Choosing the Right Weight
Weight is the input most likely to change the answer, and the right choice depends on body composition. The rule of thumb is to use actual body weight when it is at or below ideal, ideal body weight for normal-to-lean patients, and adjusted body weight in obesity, because adipose tissue generates little creatinine and total body weight would overstate clearance. The ideal body weight calculator and adjusted body weight calculator produce the figures to plug in. For markedly obese patients, the purpose-built Salazar–Corcoran equation is an alternative that uses height and weight together.
How to Read the Result
The output is a creatinine clearance in mL/min, and on its own it is just a number. In practice it is read against a drug's dosing thresholds: many labels define cutoffs such as 50, 30, or 15 mL/min that trigger a dose reduction or a switch to an alternative agent. A value of about 65 mL/min reflects mild reduction; one near 30 mL/min often means a meaningful dose change; below 15 mL/min usually signals severe impairment. Always pair the number with the specific drug's renal dosing guidance rather than acting on the figure alone.
Why It Is Still the Dosing Standard
Most renal drug-dosing studies and FDA labels were validated against Cockcroft–Gault creatinine clearance, so it remains the equation of choice for renal drug dosing — even though CKD-EPI 2021 is preferred for CKD staging. Dose thresholds in package inserts (for example, “reduce the dose if CrCl < 30 mL/min”) map directly to a Cockcroft–Gault value, not to an eGFR. Using a different equation can shift a patient across a threshold and change the recommended dose.

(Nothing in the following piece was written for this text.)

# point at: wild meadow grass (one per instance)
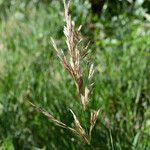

See CrCl vs eGFR for the full comparison.
Strengths and Limitations
Its strengths are simplicity, decades of dosing validation, and an absolute unit that matches drug labels. Its limitations are that it assumes a steady state, depends heavily on the weight chosen, and inherits any error in the serum creatinine measurement. It performs least well at the extremes of body size and in patients with unusual muscle mass, where creatinine generation departs from the population average.